21 de março de 2014 – México, às 12:17 p.m.
Você já teve a sensação de profundo vazio? De estar completamente perdido e sozinho, mesmo cercado de pessoas? Eu sinto isso todos os dias. Já estou acostumada. A depressão é mais complexa do que muitos pensam. A minha veio com uma falta de ar insistente. Depois o vazio.
Sou rica. Meus pais possuem a família dos sonhos. Dois filhos inteligentes e saudáveis, Dexter era sempre tão esperto e alegre; realmente não sei por que saí 'defeituosa', como diz meu pai. Não tenho motivos para sofrer, mas quem disse que sofro ou que preciso de motivos para sentir o que sinto? É mais profundo do que isso. Eu queria mesmo é sentir. Sofrer. Amar. Ter raiva ou compaixão. Qualquer coisa.
Não amo minha família, e consigo sentir menos ainda pelo meu pai. Se for mesmo possível
Mesmo exibindo a felicidade de um casamento perfeito, uma vida invejável, a vida é mais invejável do mundo; a realidade da família Gutteav é pior que qualquer um imagina.
Meu irmão, Dexter, com 12 anos já fuma maconha periodicamente. Minha mãe não ama meu pai, nem poderia. Ela é gay. Ou uma aberração, como meu avô costuma gritar quando bebe. Ela foi forçada a se casar com eu pai, e claro que ele passou o resto da vida de casado tornando a vida dela um inferno por ter sido enganado.
Ambos têm amantes. Ambas são mulheres.
Já saí com Ximena uma ou duas vezes antes de papai descobrir a namorada de mamãe e espancá-la no banheiro. Ouvi os gritos por horas a fio durante a madrugada.
Não me importei. Da próxima vez, ela que escondesse melhor suas aventuras.
De algum modo, o banheiro, da mesma maneira que era um martírio para mamãe, tornou-se meu refúgio. Meu paraíso.

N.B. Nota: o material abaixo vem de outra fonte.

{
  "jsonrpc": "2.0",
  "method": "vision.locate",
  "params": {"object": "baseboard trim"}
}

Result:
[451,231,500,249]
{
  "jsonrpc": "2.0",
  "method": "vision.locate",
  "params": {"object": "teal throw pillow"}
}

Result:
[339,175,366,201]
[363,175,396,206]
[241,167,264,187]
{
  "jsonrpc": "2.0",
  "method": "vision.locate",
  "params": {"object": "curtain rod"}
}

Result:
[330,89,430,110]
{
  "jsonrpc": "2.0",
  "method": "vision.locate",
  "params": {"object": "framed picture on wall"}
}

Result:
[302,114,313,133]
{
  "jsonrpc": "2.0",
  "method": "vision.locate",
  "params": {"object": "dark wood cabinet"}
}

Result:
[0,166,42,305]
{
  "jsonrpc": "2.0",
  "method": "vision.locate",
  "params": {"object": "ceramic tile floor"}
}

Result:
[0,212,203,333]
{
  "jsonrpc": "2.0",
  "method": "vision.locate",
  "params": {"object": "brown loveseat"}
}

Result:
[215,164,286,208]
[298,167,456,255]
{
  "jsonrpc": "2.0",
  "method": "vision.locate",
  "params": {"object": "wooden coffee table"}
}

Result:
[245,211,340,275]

Todos os dias depois do almoço eu me recosto na banheira. Fecho meus olhos por quinze momentos, tentando me lembrar de qualquer coisa que pudesse me despertar algum interesse. Nada nunca vem. Abro meu estojo de giletes e escolho uma à minha preferência. É a melhor parte do meu dia. A dor e o sangue em meus pulsos me fazem lembrar que ainda sou humana. Ainda posso chorar.
Muitos psicólogos já me perguntaram porque escolho a dor em vez da alegria para me despertar do meu celeiro psicológico. É tão simples: não existe nada mais forte que a dor. Quando não se tem nada, deseja-se muito. No meu caso, uma overdose.
É como uma droga de fato. Não consigo mais parar de desejar a gilete em seu destino primoroso de me selar para o mal que me abate. Pode parecer confuso, mas encontro felicidade na minha dor.
A felicidade do alívio.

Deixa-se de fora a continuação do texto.